As ligações do pensamento dos clássicos com os grandes acontecimentos políticos do seu tempo são, assim, muito fortes para serem ignoradas. Apesar disso — ou quem sabe por isso mesmo — nada seria mais enganoso do que vê-los por uma ótica estritamente política. Nada mais distante deles do que a concepção, hoje muito difundida mas inteiramente falsa, da política como especialidade. Mesmo em Maquiavel, o mais "politicista" dentre os pensadores aqui reunidos, se pode distinguir — por exemplo, em sua concepção pessimista do homem ou em suas imagens sobre a corrupção dos costumes na Itália do seu tempo — um terreno além da política, sinais de uma concepção geral sobre a sociedade.
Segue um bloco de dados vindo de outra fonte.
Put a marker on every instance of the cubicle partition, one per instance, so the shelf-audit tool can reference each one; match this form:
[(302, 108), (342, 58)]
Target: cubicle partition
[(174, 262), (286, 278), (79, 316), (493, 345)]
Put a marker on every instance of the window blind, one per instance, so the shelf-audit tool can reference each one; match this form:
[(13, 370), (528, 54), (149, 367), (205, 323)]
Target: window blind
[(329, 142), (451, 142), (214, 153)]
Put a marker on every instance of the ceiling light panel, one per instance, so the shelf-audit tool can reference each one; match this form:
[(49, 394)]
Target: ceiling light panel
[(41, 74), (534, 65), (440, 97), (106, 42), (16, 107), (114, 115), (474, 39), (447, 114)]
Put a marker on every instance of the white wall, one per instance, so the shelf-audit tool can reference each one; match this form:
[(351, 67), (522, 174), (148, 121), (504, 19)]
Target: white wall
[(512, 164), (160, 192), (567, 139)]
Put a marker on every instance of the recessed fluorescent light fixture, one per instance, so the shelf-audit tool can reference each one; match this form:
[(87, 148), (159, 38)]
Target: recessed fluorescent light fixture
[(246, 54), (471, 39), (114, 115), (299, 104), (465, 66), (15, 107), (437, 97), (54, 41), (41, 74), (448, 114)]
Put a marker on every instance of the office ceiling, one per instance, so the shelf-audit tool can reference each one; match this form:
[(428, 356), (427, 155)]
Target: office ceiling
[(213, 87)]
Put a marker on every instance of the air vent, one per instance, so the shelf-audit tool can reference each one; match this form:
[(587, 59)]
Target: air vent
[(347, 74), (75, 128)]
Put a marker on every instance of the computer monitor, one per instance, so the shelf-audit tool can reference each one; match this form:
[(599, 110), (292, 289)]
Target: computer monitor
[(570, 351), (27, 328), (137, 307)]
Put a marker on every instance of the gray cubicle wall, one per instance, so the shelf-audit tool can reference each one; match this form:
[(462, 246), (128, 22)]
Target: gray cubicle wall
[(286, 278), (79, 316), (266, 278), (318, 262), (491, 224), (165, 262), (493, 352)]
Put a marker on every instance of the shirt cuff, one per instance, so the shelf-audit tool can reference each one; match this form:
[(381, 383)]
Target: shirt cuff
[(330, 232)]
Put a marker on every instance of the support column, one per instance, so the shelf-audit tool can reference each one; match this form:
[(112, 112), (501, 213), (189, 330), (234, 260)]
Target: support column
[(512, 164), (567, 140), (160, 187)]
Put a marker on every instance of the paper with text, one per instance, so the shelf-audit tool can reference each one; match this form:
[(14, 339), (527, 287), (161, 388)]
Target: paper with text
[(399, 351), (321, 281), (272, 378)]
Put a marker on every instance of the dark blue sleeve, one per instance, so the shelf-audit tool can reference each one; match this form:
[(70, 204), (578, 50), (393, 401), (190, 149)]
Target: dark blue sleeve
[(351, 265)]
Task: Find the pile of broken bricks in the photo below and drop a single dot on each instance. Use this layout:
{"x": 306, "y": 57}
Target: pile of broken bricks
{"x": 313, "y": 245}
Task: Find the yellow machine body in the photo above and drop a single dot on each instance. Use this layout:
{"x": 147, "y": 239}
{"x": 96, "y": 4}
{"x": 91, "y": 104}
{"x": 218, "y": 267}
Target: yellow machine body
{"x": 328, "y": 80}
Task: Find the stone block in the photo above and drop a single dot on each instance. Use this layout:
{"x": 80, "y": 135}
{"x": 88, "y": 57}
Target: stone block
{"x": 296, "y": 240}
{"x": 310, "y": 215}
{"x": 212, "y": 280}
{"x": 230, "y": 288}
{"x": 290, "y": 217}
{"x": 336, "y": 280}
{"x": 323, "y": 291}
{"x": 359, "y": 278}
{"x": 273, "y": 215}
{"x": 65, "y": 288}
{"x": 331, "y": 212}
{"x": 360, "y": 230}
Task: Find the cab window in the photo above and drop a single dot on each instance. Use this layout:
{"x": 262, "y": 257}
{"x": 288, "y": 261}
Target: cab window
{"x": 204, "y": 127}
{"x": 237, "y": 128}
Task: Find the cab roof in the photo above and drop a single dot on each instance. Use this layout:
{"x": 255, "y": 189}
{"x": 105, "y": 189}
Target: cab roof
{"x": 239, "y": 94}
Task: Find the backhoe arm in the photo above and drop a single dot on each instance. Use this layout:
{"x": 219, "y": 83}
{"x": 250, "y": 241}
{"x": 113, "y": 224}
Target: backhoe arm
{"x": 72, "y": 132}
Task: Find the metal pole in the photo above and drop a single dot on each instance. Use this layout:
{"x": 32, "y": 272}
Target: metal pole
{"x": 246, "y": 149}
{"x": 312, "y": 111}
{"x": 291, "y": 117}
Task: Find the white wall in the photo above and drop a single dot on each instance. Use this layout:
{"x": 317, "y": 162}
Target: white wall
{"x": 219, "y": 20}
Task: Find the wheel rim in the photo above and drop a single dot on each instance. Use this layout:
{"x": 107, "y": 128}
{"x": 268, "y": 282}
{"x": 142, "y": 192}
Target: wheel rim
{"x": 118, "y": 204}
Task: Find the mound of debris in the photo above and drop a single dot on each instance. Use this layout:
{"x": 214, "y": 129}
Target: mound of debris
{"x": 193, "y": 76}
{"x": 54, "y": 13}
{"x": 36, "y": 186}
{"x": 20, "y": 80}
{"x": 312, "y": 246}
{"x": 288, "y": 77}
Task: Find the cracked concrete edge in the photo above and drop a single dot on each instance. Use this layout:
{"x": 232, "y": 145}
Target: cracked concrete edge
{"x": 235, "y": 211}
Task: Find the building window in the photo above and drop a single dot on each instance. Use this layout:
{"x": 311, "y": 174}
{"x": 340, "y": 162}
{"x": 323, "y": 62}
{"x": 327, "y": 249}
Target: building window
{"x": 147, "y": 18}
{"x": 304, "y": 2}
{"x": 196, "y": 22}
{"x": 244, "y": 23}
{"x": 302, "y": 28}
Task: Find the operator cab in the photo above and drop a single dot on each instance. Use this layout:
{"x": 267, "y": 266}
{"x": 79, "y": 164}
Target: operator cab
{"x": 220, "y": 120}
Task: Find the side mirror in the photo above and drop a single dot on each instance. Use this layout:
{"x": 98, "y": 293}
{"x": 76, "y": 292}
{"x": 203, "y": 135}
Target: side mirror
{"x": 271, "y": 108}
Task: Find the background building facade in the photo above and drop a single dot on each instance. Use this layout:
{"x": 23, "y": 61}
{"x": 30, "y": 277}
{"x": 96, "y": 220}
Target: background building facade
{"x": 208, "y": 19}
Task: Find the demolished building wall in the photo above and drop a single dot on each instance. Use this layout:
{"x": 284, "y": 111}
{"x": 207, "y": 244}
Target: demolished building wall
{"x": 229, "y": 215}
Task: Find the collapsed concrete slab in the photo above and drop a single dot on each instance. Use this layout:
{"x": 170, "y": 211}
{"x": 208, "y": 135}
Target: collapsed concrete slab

Quanto aos demais, não pode sobrar espaço para dúvidas quanto à natureza de um grandioso esforço intelectual que constrói, ao lado de uma visão do Estado, uma concepção da natureza humana e da sociedade em geral. A reflexão sobre a gênese do Estado moderno é, nos clássicos, o caminho de uma ampla reflexão sobre a gênese da sociedade moderna. Mais do que uma imagem restrita sobre a ordem política, eles nos oferecem, cada qual a seu modo, uma concepção sobre os indivíduos, a propriedade, a desigualdade, a religião, a moral etc. É por isso que, com eles, nós entramos no campo de uma política de sentido amplo que envolve, mais do que uma ciência política, os elementos de uma sociologia e de uma antropologia. Até mesmo de uma economia, como no caso de Locke. Poderia haver melhor porta de entrada para as ciências sociais e para o conhecimento da sociedade moderna do que o pensamento político clássico?
Cada um dos pensadores aqui reunidos é apresentado por um professor (ou professora) com ampla experiência no tema e, em diversos casos, com obra publicada a respeito. Maquiavel é apresentado por Maria Tereza Sadek, Hobbes por Renato Janine Ribeiro, Locke por Leonel Itaussu Almeida Mello, Montesquieu por José Augusto Guilhon Albuquerque, Rousseau por Milton Meira do Nascimento e os autores de "O Federalista" por Fernando Papaterra Limongi. Todos os apresentadores são professores da Universidade de São Paulo.
Os capítulos deste volume constam, portanto, de duas partes, a primeira contendo o texto do apresentador (ou apresentadora) e a segunda trechos do pensador clássico de que se trate. Para o caso de Hobbes, porém, o Professor Renato Janine entendeu mais adequada a fórmula de um texto único, transcrevendo no curso de sua apresentação longos trechos do pensador inglês. Com pequena variação de forma, cumpre-se, assim, o objetivo comum de oferecer ao leitor o contato direto com o texto clássico e a ajuda do comentador.